Confirmatory Factor Analysis
Historically, factor analysis has been the prime statistical technique for the development of structural theories in social science, such as the hierarchical factor model of human cognitive abilities, or the Five Factor Model of personality. In confirmatory factor analysis the researcher specifies the number of factors which underlie a set of observed variables, together with the relationships between the observed variables and the factors. In the example below, three observed variables (Conscientiousness, Emotional Stability and Agreeableness) load on the factor of Stability, and two observed variables (Extraversion and Openness to Experience) load on Plasticity. This model is hypothesized in advance and the data to test the model comprises the correlations between the observed variables, known as the sample correlation matrix. The parameters of the model (factor loadings and error variances) are estimated so that the factor model generates a correlation matrix which is as close an approximation to the sample correlation matrix as possible. The preferred method of estimation for continuous data is maximum likelihood. The discrepancies between the sample correlation matrix and the model generated correlation matrix are used to assess the fit of the model. Factor models which fit the data well are judged to be plausible, while those which do not are rejected.
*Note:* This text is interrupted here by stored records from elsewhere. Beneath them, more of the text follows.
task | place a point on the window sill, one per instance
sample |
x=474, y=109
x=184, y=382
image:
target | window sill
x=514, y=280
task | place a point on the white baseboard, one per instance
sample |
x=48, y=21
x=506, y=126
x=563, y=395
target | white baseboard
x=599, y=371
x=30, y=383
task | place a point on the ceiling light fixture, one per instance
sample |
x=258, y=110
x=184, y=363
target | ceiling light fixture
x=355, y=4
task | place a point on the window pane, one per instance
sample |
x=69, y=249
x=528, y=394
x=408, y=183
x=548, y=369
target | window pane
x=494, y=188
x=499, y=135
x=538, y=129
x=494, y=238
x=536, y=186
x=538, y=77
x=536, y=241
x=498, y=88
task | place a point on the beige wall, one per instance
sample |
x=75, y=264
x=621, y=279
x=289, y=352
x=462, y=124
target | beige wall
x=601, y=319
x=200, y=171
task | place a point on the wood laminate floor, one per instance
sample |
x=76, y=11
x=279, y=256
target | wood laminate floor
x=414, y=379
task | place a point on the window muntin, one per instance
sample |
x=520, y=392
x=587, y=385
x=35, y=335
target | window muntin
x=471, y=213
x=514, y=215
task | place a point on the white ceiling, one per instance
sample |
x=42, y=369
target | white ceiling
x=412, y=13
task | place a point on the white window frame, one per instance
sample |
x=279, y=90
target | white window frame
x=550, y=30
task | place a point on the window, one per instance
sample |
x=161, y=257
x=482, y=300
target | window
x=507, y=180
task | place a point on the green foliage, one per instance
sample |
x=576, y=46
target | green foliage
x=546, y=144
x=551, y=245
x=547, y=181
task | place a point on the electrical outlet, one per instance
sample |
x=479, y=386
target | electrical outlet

Figure 1. The General Factor of Personality (GFP) going to the Big Two to the Big Five using the medians from Digman’s (1997) 14 samples. From Rushton and Irwing (2008).
Suitable sources in progressive order from basic to advanced:
Kline, R. B. (2005). Principles and Practice of Structural Equation Modelling. London: The Guilford Press.
Brown, T. A. (2006). Confirmatory factor analysis for applied research. New York, N.J.: Guiford Press.
Bollen, K. A. (1989). Structural equations with latent variables. New York, NJ: Wiley.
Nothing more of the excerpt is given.